Akhirnya mereka berdua tertawa
bersama. Keesokkan harinya Dimas datang berkunjung ke rumah Phebee di daerah
perbukitan. Mereka biasa menghabiskan waktu untuk berdiskusi, santai dan
curhat-curhatan di saung yang ada di samping rumahnya. Rumah Phebee memang
terkesan sangat alami, karena begitu minimalis serta banyak tanaman hijau, dan
di daerah bukit, jadi pemandangan disekitarnya terlihat sangat indah, meskipun
agak sedikit jauh dari kota. Kebetulan Bundanya Phebee pas sekali membuka pintu
hendak keluar.
“Eh tante”. Ujar Dimas dengan setelan cueknya sambil
menggendong gitar miliknya, agak sedikit terkejut.
“Dimas, duh tante kira siapa. Pasti mau ketemu
Phebee ya?” Ujar Bunda Phebee.
“Iya tante, Phebeenya ada?” Tanya Dimas.
“Ada tuh, biasa lagi di saung, samperin aja”. Ujar
Bundanya Phebee ramah.
“Eh, iya makasih tante, saya permisi dulu mau ke
Phebee”. Dimas tersenyum.
“Iya”. Bunda Phebee tersenyum.
Saat itu Phebee sedang duduk
tertidur di saung. Angin yang bersepoi-sepoi meniupkan rambut-rambut tipis yang
menutupi wajah Phebee.

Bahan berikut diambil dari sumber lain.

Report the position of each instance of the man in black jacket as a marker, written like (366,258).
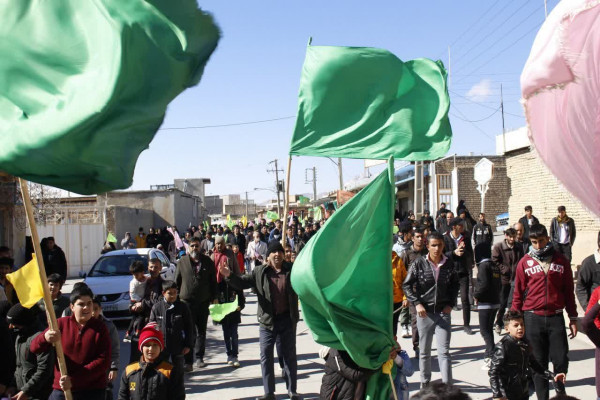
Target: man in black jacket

Dimas yang tadinya ingin membangunkan Phebee, tidak
tegak membangunkanya. “Kamu lucu Bee kalau lagi tidur” Dimas berbisik sambil
tersenyum. “Dukk!” Phebee yang terkejut dengan bisikan Dimas, bangun sampe
kepala Phebee berbenturan dengan kepala Dimas.
“Awww!”.
Jerit mereka berdua.
“Duhhh!
Kepala aku?!”. Phebee yang masih setengah sadar, menggosok-gosok matanya sambil
mengusap-usap kepalanya.
“Hehehe,
udah bangun ya Bee”. Ujar Dimas tersenyum sambil mengusap-usap kepalanya.
“Duhh,
Dimas, kamu bangunin orang gak kira-kira sih”. Ujar Phebee yang masih mengusap
kepalanya.
“Sini,
sini duh, gitu doang sok di dramatisir deh”. Ujar Dimas mengusap-usap kepala
Phebee.
“Aaahh, udah ah, udah, kamu ngacak-ngacak rambut
Dim, bukan ngusap-ngusap”. Phebee merapikan rambutnya.
“Hehehe”. Dimas tertawa kecil.
“Huft, oya Dim, kamu mau minum apa?”. Tanya Phebee,
hendak membawakan minum.
“Apa aja deh”. Ujar Dimas tersenyum.
“Sip, tunggu ya rus”.
“Eitss, oke”. Balas Dimas.
Beberapa
lama kemudian Phebee kembali sambil membawakan dua cangkir choco hot milk.
“Wah,
thanks ya Bee. Tau aja kamu nih soal beginian”. Ujar Dimas.
“Ya,
lagian cuacanya juga mendung dan anginnya lumayan dingin, jadi pas aja kalo
minum yang anget-anget, iya gak, hehehe”. Phebee dan Dimas tersenyum.
“Bee..”.
Dimas meniup cangkir choco hot milk
tersebut.
“Ya?”.
Phebee menengok ke kanan, tepat bertatapan mata dengan Dimas.
“Oya
Bee nih tulisan yang aku bikin, enggak tau deh kayak apa jenis tulisannya,
iseng aja sih pas aku coba sambil main gitar sama si Jeje”. Ujar Dimas, sambil
mencoba mengeluarkan kertas catatannya dari ranselnya.
“Oh
ya? Mana coba aku pingin liat! Lagu?”. Phebee membantu Dimas mencari kertasnya.
“Nih,
bukan. Gak tau, cuma tulisan biasa”. Ujar Dimas tersenyum kecil.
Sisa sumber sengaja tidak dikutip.